You're omitting a lot of details in the implementation.
When you do:
Code: Select all
finalVertex = viewProj * (worldSkinning[idx] * inputVertex);
somethingElseOut = viewProj * somethingElseIn;
Ogre needs to do: Concatenate N world matrices for M objects and send them. Per pass, it sends the viewProj matrix.
When you do:
Code: Select all
finalVertex = viewProjMatrix * (localSkinning[idx] * inputVertex);
somethingElseOut = viewProj * somethingElseIn;
Ogre needs to do: send N local matrices for M objects, concatenate one extra world matrix against viewProj and send it for M objects. Per pass, it sends the viewProj matrix.

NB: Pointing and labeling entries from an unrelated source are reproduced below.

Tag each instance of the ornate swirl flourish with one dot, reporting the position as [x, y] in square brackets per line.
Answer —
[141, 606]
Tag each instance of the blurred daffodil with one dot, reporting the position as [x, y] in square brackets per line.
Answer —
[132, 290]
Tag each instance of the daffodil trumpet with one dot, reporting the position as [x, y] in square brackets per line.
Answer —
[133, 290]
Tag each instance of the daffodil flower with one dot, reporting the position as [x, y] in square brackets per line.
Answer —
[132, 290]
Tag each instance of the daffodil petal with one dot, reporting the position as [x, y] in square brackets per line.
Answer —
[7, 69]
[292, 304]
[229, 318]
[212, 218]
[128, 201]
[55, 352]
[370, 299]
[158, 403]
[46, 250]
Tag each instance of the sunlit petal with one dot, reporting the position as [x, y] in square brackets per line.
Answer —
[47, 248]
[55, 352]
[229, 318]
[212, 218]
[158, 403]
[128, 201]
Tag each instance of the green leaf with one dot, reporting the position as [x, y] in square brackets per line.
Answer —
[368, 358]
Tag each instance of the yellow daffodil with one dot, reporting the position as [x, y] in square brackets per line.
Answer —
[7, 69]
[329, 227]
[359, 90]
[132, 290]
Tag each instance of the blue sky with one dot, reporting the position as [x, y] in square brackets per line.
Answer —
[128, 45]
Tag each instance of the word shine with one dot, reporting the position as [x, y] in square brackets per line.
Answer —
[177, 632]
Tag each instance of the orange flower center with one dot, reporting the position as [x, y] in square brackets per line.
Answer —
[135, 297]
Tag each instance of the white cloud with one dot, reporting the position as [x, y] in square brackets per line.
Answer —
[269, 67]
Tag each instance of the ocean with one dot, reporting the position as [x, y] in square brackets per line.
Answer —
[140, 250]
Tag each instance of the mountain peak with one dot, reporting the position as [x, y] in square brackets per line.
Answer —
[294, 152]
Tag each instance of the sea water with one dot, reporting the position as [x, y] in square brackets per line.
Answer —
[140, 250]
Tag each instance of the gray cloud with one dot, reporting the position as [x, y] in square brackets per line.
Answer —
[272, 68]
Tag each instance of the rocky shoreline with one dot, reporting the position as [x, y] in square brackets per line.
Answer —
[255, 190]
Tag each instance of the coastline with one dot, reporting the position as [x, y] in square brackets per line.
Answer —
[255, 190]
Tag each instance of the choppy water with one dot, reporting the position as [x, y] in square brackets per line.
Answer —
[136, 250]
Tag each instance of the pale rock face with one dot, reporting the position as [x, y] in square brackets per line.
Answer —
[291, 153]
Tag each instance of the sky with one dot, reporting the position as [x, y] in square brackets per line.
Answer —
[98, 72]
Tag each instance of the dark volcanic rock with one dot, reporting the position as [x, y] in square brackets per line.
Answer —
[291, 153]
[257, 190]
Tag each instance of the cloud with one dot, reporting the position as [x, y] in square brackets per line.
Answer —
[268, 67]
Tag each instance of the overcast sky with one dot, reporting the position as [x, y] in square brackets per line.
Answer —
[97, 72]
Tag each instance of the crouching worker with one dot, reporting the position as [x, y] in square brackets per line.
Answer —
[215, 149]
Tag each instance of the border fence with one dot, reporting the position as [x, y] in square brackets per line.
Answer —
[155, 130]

From the GPU side, having one extra matrix consumes more SGPR, which increases register pressure.
CPU side, In theory we send 64 more bytes than in the previous one, but we save lots of matrix concatenations by not having to do world * localSkinning[ i] in the CPU. However in practice the user will need this data anyway (e.g. bone attachments) thus it cannot be avoided.
If the skeletal system is specialized for a particular purpose (e.g. crowds) where you can get away with not doing world * localSkinning[ i] in the CPU, then local space is likely to be a win (unless you're heavily bandwidth bound or heavily limited by SGPR pressure... the latter being extremely rare). Bonus points if you don't need viewProj * somethingElseIn, which means you can skip sending viewProj.
But again that works on specialized cases, and a generic engine often can't assume that.
This discussion also ignores that often the vertex shader may need to know the final position in world space, hence you actually need:
Code: Select all
worldSpaceVertex = worldSkinning[idx] * inputVertex;
// Do something with worldSpaceVertex
finalVertex = viewProj * worldSpaceVertex;
somethingElseOut = viewProj * somethingElseIn;
vs
Code: Select all
worldSpaceVertex = worldMatrix * (localSkinning[idx] * inputVertex);
// Do something with worldSpaceVertex
finalVertex = viewProj * worldSpaceVertex;
somethingElseOut = viewProj * somethingElseIn;
In this case, the vertex shader needs to do one extra matrix multiplication per object, per vertex, which is definitely more expensive.